Эх, знакомо мне это чувство! Случалось и мне закладывать подобного рода святыню. Возьмешь вещицу на руку, взвешиваешь ее, стараешься глядеть на нее самыми объективными глазами, между тем как в мозгу рядом с жидовскими расчетами возникают жгучие воспоминания, забегут в сердце, ущемят больно-пребольно и, уступая необходимости, улетают прочь… Возьмешь, говорю, ее и понесешь в ломбард, к сухому господину, которому дела нет до ваших воспоминаний, дела нет, что эта самая вещица («два рубля сер‹ебром›»!) поднесена вам «лилейною рукой», что по ней, может быть, текла «жемчужная слеза» и прочее такое…
Видели ли вы, любезный читатель, как одевается женщина? Это очень интересно. Один знаток у Шиллера сказал, что женщина лучше всего в спальном костюме, «в костюме своего ремесла»… Шутник! Он, конечно, подразумевал пышный, снежной белизны неглиже. Можно сказать в pendant к этому, что «ремесло» женщины, или, выражаясь деликатно, специальность, лучше всего выказывается за туалетом. Вот она садится перед зеркалом на мягком табурете, предоставляет свою голову в распоряжение горничной, смотрит внимательно на свое лицо, на полуоткрытую грудь и, под влиянием той приятной полудремоты, которую всегда испытывает человек, когда ему расчесывают волосы, предается «многим мечтам». Ее глазами смотрят на нее различные кавалеры. Один, пылкий, страстный, «не теряя времени, смотрит именно куда нужно»; она краснеет и стыдливо опускает глаза, а грудь ее невольно дышит сильнее, и на щеке она чувствует порывистое, горячее дыхание. Другой впился в глаза, чудные, глубокие глаза (чудак!), и мысленно сравнивает их с небом. Она задумчиво улыбается и кстати находит, что эта улыбка очень к ней идет. Как она красиво позирует! Как тщательно подбирает малейшие подробности, оттенки и гармонию костюма! Мило, прелесть как мило!
А впрочем, может быть, всё это и не так, но мне почему-то рисуется именно такая картина, в виде противоположностей, когда я вспоминаю о туалете моей бедной матери. Я останавливаюсь на нем потому, что он играл большую роль в деле моего примирения с нею.
Это было во время случая с иконой. Она одевалась тогда медленнее обыкновенного. Какая на ней была рубаха!
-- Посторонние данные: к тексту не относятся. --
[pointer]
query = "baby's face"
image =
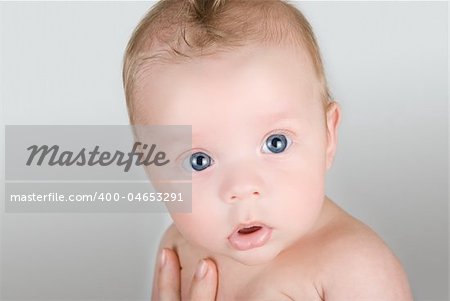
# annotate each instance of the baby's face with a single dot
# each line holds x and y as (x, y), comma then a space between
(260, 147)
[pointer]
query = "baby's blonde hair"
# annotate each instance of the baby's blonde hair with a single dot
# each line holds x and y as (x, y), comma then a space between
(176, 30)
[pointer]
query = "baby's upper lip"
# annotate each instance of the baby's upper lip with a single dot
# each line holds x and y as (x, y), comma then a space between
(248, 225)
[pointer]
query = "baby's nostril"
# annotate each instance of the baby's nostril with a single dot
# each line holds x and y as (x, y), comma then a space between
(249, 230)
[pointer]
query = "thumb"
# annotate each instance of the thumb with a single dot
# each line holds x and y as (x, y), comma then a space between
(204, 284)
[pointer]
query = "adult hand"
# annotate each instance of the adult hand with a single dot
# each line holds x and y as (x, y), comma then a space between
(204, 282)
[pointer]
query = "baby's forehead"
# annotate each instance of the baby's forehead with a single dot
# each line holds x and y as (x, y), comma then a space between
(284, 67)
(260, 85)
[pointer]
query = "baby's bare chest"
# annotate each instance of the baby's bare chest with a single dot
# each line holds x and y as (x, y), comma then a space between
(276, 284)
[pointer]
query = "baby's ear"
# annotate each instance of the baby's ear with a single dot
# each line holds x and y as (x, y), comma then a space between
(333, 115)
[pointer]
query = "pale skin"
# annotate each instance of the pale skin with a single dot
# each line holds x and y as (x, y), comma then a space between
(317, 251)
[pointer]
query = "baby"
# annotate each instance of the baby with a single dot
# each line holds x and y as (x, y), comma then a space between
(248, 77)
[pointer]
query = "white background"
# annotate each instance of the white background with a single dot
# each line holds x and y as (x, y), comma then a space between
(387, 65)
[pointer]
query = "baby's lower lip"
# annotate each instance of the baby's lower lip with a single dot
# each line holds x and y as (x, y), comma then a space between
(250, 238)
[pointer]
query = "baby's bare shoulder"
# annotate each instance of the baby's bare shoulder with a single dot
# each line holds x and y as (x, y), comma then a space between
(356, 264)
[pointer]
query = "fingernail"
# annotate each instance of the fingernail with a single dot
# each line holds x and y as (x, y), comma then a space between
(163, 257)
(201, 270)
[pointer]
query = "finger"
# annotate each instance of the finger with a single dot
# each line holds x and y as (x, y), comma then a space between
(204, 284)
(169, 276)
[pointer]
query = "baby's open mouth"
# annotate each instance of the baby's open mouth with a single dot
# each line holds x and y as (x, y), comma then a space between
(249, 230)
(250, 236)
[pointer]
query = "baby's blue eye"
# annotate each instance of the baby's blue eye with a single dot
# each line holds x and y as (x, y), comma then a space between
(276, 143)
(200, 161)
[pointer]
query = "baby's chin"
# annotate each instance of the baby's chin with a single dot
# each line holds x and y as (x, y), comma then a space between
(253, 257)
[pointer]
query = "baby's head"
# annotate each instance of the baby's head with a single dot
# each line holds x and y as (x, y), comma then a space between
(248, 77)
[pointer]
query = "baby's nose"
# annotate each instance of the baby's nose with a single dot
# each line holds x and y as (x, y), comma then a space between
(241, 192)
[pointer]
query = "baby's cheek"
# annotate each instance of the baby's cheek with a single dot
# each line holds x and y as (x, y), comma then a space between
(200, 227)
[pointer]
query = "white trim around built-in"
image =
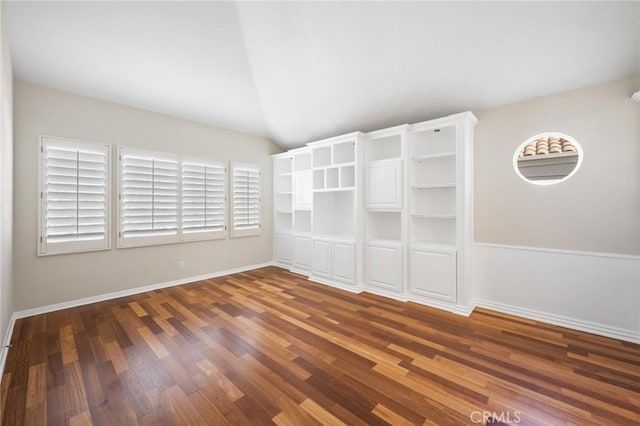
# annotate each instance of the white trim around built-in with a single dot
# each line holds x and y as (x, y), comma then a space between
(108, 296)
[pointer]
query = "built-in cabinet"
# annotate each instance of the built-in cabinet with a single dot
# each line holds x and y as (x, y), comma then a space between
(387, 212)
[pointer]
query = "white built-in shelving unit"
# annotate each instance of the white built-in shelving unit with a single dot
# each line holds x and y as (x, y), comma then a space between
(336, 200)
(389, 211)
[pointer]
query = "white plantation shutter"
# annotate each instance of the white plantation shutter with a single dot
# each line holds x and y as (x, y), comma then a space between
(203, 200)
(149, 188)
(246, 199)
(74, 196)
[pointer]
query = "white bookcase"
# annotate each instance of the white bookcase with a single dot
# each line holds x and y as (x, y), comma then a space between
(440, 209)
(283, 208)
(337, 204)
(385, 219)
(389, 211)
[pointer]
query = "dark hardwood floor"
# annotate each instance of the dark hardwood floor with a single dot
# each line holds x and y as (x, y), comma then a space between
(268, 347)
Я видел ее много раз, но никогда не поражала она меня так, как в это утро: грязная, как у солдата во время войны, дырявая, как у нищей! Мать, казалось, не замечала этого; она привыкла к ней. Но когда дело дошло до обуви, она долго осматривала исковерканный, сквозивший башмак, наконец судорожно сжала губы, бросила его в сторону, закрыла лицо руками и глухо зарыдала. Прошло несколько минут, пока она успокоилась и снова взяла негодный башмак; а он, словно мстя за обиду, просвечивал еще больше, казался еще безнадежнее. Она торопливо накинула истрепанную юбку, бурнус неопределенного зеленоватого цвета с одним плечом ниже другого, черный платок, взяла под полу икону и вышла. Чем-то забитым, жалким веяло от каждой складки ее платья. Я едва мог удержаться, чтобы не броситься к ней на шею и не высказать самого горячего сочувствия. Но я все-таки удержался. Отчего? зачем? Право, не знаю. Это казалось как будто неприличным. У нас выработались преоригинальные понятия о приличии. Впрочем, как я уже сказал, мы с нею были в самых натянутых отношениях.